There Is No Such Thing as Alternative Medicine

There’s only medicine that works and medicine that does not, writes Paul Offit.

Fonte: There Is No Such Thing as Alternative Medicine

There is no such thing as alternative medicine

There’s only medicine that works and medicine that does not, writes Paul Offit.

A man rides a motorcycle with two big bottles of medicinal rice wine with cobras and scorpions for sale in downtown Ho Chi Minh city. (Hoang Dinh Nam/AFP/Getty Images)

If you want to sell an idea an opponent is helpful, especially if what you’re selling cannot stand on its own merit.
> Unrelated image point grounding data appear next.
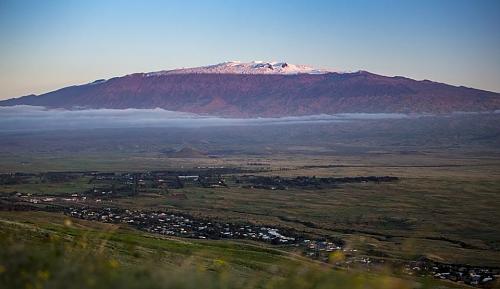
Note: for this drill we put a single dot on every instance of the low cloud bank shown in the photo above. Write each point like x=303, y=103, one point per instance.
x=24, y=117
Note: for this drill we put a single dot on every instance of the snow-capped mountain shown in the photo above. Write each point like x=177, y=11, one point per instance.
x=269, y=89
x=254, y=67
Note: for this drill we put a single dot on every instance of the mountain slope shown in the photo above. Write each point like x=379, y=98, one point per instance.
x=246, y=91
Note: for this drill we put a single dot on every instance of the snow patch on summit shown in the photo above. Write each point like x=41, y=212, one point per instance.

For example, homeopathy creator Samuel Hahnemann had trouble proving his provings offered anything beyond a placebo response. Given his reservations against the medical industry — many complaints were credible — he dubbed any treatment offered by the conventional system ‘allopathic.’

Unfortunately for Hahnemann his philosophy — the less of an active ingredient remains the more powerful a remedy is (once you reach 13c on the homeopathic scale there is no longer any active ingredient left) — is nonsense. While today homeopaths still use ‘allopathic’ as a derogatory sleight against mainstream medicine, they’re only shadowboxing an invisible enemy.
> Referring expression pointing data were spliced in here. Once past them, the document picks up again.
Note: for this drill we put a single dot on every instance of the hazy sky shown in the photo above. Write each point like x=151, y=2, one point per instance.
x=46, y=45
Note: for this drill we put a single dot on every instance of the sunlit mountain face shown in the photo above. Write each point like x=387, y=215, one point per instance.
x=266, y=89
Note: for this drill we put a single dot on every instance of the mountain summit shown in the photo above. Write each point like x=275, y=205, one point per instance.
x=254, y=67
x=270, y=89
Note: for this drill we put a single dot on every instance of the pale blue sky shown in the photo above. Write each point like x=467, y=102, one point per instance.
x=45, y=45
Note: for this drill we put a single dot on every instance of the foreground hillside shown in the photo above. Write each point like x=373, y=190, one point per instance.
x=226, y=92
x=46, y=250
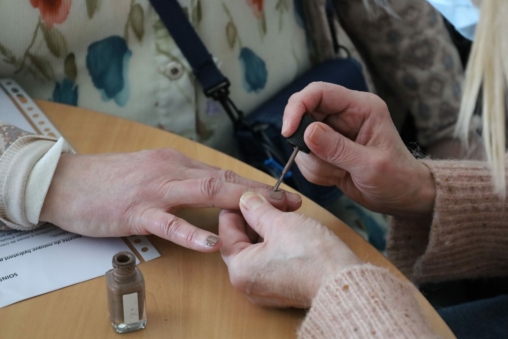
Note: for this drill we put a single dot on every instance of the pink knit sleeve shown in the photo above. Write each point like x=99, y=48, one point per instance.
x=365, y=301
x=468, y=234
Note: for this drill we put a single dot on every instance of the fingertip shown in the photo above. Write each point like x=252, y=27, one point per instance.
x=294, y=201
x=315, y=134
x=251, y=201
x=213, y=243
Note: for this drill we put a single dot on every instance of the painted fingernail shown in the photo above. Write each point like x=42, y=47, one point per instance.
x=212, y=240
x=317, y=135
x=277, y=195
x=251, y=200
x=294, y=198
x=284, y=126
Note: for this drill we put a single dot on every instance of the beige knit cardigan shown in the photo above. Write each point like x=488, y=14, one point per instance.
x=467, y=237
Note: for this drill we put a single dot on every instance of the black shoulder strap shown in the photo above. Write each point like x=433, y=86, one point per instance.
x=190, y=44
x=214, y=83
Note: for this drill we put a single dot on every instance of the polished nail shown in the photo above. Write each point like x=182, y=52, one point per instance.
x=212, y=240
x=284, y=126
x=251, y=200
x=317, y=135
x=277, y=195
Alternative medicine, which includes homeopathy as well as vitamin and supplement companies and a number of other therapeutic modalities, is a $34 billion a year industry. While these companies enjoy the fruits of loose, and in many cases non-existent, regulations, their argument against allopaths is not the cry of the oppressed, but the desperate pleas of businesses concerned with their bottom lines.

Medicine is medicine. As pediatrician Paul Offit writes,

There’s no such thing as conventional or alternative or complementary or integrative or holistic medicine. There’s only medicine that works and medicine that does not.

This does not stop the irrational stream of unproven (or disproven) therapies arising from the holistic and wellness sphere. While pharmaceuticals and the companies producing them have their own problems, the rigorous standards of multiple trials, years of development and research, and millions of dollars spent are absent in the vitamin aisle of Whole Foods.